The transaction is valued at US$510 million on a cash and debt free basis and will see Sealed Air expand its capabilities in protective packaging.
Founded in 1962 and headquartered in Ohio, US, APS provides full flexible packaging systems, including industry leading equipment, sustainable materials and technical services.
It employs more than 1,200 people, operating in over 60 countries and has seven manufacturing sites in the U.S. and U.K.
APS reported 10% sales growth to US$290 million in 2018, offering products and services under common brands such as Autobag® and EarthAware®.
“Automated Packaging Systems is a market leader with unique and innovative solutions, complete with automated equipment, materials and services,” said Ted Doheny, Sealed Air President and CEO.
“The addition of APS is well aligned with our Reinvent SEE goal of doubling our innovation rate over the next five years.
“This transaction expands the breadth of our automated solutions and sustainable packaging offerings, giving us access to growth opportunities in the markets we serve.”
Sealed Air noted that the transaction broadens its portfolio as it looks to drive growth in e-commerce, fulfillment and food packaging markets.

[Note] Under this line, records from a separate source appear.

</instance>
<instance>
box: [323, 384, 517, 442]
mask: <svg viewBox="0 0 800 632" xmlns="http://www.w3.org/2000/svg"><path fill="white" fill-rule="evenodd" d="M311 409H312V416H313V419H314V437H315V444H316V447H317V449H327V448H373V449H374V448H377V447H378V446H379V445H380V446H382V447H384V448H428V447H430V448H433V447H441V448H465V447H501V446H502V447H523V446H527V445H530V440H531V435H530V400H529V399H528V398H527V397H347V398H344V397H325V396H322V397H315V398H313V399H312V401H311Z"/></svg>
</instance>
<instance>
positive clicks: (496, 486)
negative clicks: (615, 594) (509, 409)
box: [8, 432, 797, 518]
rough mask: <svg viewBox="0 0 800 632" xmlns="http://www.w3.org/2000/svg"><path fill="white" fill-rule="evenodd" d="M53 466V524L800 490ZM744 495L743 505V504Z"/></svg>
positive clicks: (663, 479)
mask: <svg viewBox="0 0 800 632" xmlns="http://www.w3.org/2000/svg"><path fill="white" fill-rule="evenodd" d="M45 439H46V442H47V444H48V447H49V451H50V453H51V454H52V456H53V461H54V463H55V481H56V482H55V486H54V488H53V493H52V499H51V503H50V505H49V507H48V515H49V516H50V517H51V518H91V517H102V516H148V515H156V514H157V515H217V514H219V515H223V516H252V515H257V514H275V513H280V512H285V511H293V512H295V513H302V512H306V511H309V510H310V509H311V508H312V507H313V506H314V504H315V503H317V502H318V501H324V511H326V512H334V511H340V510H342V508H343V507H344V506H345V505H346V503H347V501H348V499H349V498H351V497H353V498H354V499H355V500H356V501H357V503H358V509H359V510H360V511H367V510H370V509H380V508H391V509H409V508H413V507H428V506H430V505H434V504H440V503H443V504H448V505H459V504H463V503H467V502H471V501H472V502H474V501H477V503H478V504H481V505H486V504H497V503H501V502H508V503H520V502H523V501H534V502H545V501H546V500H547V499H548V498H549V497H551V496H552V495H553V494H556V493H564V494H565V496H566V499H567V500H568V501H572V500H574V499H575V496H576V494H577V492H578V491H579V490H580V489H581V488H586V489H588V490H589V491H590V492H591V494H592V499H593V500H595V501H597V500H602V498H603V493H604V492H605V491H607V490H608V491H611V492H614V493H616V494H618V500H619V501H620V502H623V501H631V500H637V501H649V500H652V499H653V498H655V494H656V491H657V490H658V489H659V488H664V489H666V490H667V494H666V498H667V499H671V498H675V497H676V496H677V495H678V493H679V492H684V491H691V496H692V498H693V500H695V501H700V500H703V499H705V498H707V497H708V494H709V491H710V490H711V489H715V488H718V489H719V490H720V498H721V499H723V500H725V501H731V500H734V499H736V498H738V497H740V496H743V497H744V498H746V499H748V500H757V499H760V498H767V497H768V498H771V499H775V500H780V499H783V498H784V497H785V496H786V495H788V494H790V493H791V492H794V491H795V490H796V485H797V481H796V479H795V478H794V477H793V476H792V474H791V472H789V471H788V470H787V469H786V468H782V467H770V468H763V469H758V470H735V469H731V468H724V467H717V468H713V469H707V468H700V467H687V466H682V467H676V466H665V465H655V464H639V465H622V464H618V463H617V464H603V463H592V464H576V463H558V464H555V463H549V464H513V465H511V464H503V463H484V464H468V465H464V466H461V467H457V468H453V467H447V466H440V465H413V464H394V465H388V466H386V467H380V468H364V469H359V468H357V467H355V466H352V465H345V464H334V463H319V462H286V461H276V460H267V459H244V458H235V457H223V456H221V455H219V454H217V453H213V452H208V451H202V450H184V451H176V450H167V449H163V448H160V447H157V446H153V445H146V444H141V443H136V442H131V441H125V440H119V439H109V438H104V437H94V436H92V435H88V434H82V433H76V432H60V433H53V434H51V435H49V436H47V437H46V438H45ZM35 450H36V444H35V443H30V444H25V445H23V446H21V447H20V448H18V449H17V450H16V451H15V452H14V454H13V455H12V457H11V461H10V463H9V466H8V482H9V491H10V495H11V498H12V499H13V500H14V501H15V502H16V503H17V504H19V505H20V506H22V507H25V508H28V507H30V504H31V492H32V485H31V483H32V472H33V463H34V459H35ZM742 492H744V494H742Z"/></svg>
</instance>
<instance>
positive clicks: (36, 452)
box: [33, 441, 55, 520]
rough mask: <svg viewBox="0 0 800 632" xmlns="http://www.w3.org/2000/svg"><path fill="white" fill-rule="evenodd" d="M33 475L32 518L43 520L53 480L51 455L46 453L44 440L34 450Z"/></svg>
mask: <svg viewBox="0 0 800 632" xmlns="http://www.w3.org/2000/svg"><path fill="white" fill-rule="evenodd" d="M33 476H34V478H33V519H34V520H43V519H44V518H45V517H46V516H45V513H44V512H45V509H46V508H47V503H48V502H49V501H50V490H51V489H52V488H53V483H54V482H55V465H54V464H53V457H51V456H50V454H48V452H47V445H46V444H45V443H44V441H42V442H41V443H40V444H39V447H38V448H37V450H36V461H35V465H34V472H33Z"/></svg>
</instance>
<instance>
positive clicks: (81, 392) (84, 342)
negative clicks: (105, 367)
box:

It expands services in leading automation, direct service expertise and total systems approach, while driving incremental growth and synergies.
APS brings highly complementary and additive capabilities to Sealed Air, including expertise in engineering, automation technology and sustainability, which strengthens the Company’s protective packaging solutions.
“We look forward to working with the talented employees of APS. Their culture of operational excellence, creative collaboration and innovation built over 57 years is recognized and shared by Sealed Air,” said Doheny.
“We are confident that the APS business will thrive as part of our platform, given our global reach, distribution network and supply chain operations.”
The transaction is expected to close early in the third quarter of 2019, subject to applicable regulatory reviews and customary closing conditions.